For instance, I never realized how much birds sing after a violent thunderstorm. It’s uncanny. Or that my first vision of spring flowers would be an overwhelmingly full street of cherry blossoms on a dreary day. Or that suddenly I can throw clutter away that I never ever could before. Or that the most unexpected things will make me laugh. Or make me cry.

Or that I’d find myself here in my bank, sitting across from one of the managers in his office. I had come in after making a deposit at the drive-through teller to make sure I could pay a bill, because one of my big fears are my limited finances. But I had to do this right after a painful argument at home that left me feeling shredded. I sat in the car for what felt like forever before I calmed down enough to start it and drive over.

He was a nice guy, very friendly, and could easily give me the answers I was looking for. I mentioned off-handedly that it was a hospital bill, and then motioned to my hat covering my hairless head, and he immediately seemed to get it. He said to me, “you know, you can just pay them a few bucks a month until you pay it off, they can’t charge interest or put you into collections” He explained that though all other medical bills do have to be paid on time or there are repercussions, by law hospitals can’t do that if you pay an amount each month. I asked him how he knows this and he told me he’d been doing it for years. He then went on to tell me he had two brain tumors, that they’re benign now but could always come back, and that he’s on drugs and treatments for various other chronic conditions. He told me he has one bill that goes back three years, he was sending them ten dollars a month, and then said, smiling, “yeah, it’s almost paid off.” A manager in a bank.
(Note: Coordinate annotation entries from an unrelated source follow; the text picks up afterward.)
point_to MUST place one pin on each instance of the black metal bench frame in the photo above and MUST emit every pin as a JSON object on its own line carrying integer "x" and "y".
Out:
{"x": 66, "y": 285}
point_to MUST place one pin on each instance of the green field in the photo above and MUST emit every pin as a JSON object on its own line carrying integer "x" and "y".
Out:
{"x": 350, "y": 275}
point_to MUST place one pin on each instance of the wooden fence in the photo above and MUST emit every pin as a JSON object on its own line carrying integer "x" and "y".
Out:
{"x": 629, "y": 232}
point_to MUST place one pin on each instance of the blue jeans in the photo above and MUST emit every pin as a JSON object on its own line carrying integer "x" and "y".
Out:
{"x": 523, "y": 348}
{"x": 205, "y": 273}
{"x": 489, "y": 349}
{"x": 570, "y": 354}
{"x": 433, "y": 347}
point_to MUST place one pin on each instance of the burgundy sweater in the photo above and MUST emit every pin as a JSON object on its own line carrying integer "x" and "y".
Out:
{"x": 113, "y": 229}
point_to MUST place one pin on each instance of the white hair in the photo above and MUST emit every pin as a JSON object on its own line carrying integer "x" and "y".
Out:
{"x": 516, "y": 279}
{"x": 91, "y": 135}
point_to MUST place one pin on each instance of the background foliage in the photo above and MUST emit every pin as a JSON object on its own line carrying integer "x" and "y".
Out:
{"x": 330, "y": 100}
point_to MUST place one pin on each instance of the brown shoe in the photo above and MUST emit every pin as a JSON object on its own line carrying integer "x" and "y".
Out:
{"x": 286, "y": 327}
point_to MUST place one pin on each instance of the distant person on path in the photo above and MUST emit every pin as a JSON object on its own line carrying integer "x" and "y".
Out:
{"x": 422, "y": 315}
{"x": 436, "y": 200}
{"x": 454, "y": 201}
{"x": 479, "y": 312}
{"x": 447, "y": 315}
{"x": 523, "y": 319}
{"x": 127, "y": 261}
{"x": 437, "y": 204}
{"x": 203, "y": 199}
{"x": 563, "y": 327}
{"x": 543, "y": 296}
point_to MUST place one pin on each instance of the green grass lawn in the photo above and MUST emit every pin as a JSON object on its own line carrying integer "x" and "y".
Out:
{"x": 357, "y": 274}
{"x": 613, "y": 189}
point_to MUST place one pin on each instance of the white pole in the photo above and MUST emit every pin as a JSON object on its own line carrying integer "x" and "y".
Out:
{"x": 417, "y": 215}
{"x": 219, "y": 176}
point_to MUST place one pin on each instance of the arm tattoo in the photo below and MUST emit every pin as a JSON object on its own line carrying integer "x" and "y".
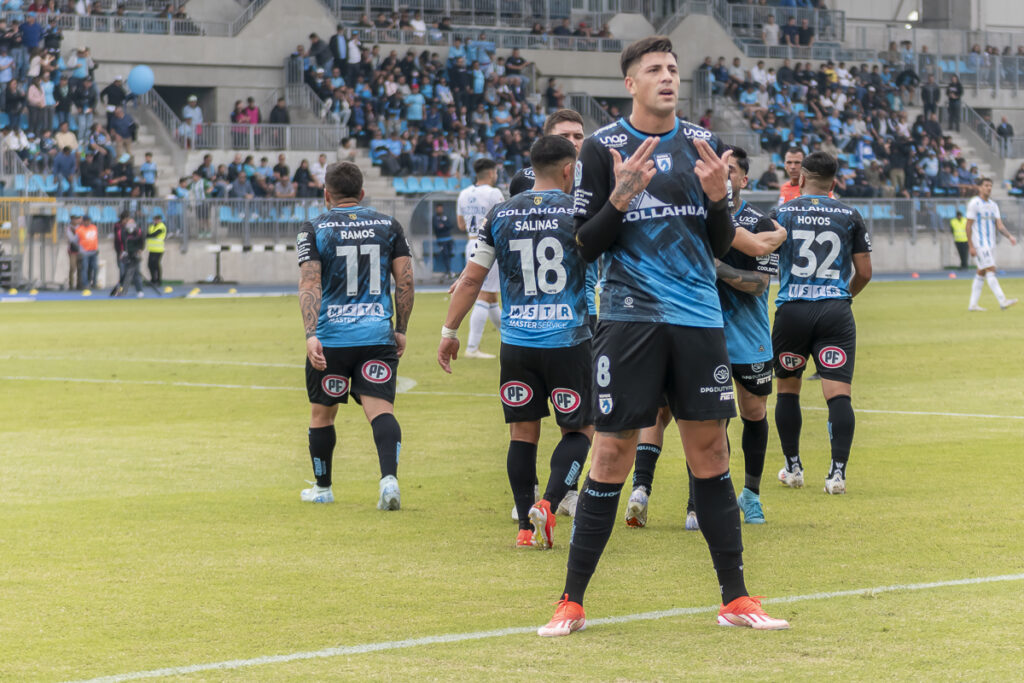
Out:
{"x": 403, "y": 294}
{"x": 748, "y": 282}
{"x": 309, "y": 295}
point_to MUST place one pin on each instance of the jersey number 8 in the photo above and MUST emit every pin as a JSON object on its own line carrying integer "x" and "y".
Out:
{"x": 807, "y": 238}
{"x": 534, "y": 278}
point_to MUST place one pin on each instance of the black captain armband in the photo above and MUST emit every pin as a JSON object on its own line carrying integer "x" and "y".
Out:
{"x": 721, "y": 229}
{"x": 600, "y": 231}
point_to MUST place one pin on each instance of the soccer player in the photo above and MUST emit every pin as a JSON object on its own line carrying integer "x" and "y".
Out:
{"x": 347, "y": 257}
{"x": 546, "y": 348}
{"x": 825, "y": 263}
{"x": 742, "y": 288}
{"x": 659, "y": 217}
{"x": 472, "y": 207}
{"x": 982, "y": 220}
{"x": 568, "y": 124}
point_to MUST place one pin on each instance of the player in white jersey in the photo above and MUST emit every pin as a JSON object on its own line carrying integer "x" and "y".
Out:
{"x": 982, "y": 220}
{"x": 474, "y": 203}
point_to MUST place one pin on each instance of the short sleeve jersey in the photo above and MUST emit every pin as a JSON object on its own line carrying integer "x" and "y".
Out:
{"x": 816, "y": 261}
{"x": 542, "y": 271}
{"x": 660, "y": 267}
{"x": 748, "y": 333}
{"x": 355, "y": 247}
{"x": 984, "y": 213}
{"x": 474, "y": 203}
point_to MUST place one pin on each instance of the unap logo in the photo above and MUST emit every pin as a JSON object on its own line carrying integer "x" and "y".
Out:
{"x": 792, "y": 360}
{"x": 376, "y": 372}
{"x": 335, "y": 385}
{"x": 515, "y": 394}
{"x": 832, "y": 356}
{"x": 565, "y": 400}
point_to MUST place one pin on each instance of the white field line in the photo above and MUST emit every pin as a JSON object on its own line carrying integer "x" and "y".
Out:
{"x": 401, "y": 389}
{"x": 516, "y": 631}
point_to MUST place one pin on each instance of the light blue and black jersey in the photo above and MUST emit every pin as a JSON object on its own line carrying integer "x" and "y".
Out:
{"x": 355, "y": 247}
{"x": 543, "y": 274}
{"x": 660, "y": 267}
{"x": 816, "y": 260}
{"x": 748, "y": 334}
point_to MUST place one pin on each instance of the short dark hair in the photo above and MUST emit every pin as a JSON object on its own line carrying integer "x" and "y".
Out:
{"x": 556, "y": 118}
{"x": 634, "y": 52}
{"x": 343, "y": 179}
{"x": 820, "y": 166}
{"x": 549, "y": 152}
{"x": 483, "y": 165}
{"x": 742, "y": 161}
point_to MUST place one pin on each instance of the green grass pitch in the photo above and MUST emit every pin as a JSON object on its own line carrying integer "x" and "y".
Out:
{"x": 148, "y": 521}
He then starts telling me more about his illnesses, about his family – a wife who was just laid off but is looking now to go back to school, a six-year-old daughter with medical issues of her own, and his mother who just passed after a long battle with cancer. I am just tearing up hearing him talk. And here’s the thing: no anger in his voice, no fear, no regret. Sadness yes, but also gratitude for all the good things in his life. And when I tell him how touched I am, not only by his story but by his attitude, it makes me feel so good because I’d just come from a difficult confrontation and had been feeling so torn up, and to hear how he talked was just inspiring. And he tells me what I had been working so hard to tell myself, that all the reassuring people in my life had also been showing and telling me – and maybe even the not-so-reassuring people, too, in their own way – that I am good and deserve good things, and that I’ll be okay – and to allow the fear, but to focus on what’s hopeful and encouraging. Not to diminish any support I’ve gotten elsewhere, but here it is coming from a total stranger at a moment when I’m feeling at my worst. And as we say good-bye and he gives me his card, we give each other a big hug.

And I’m still thinking, maybe angels still don’t exist, at least not in a discernible form. But maybe they show up to give us those amazing moments that have no other explanation.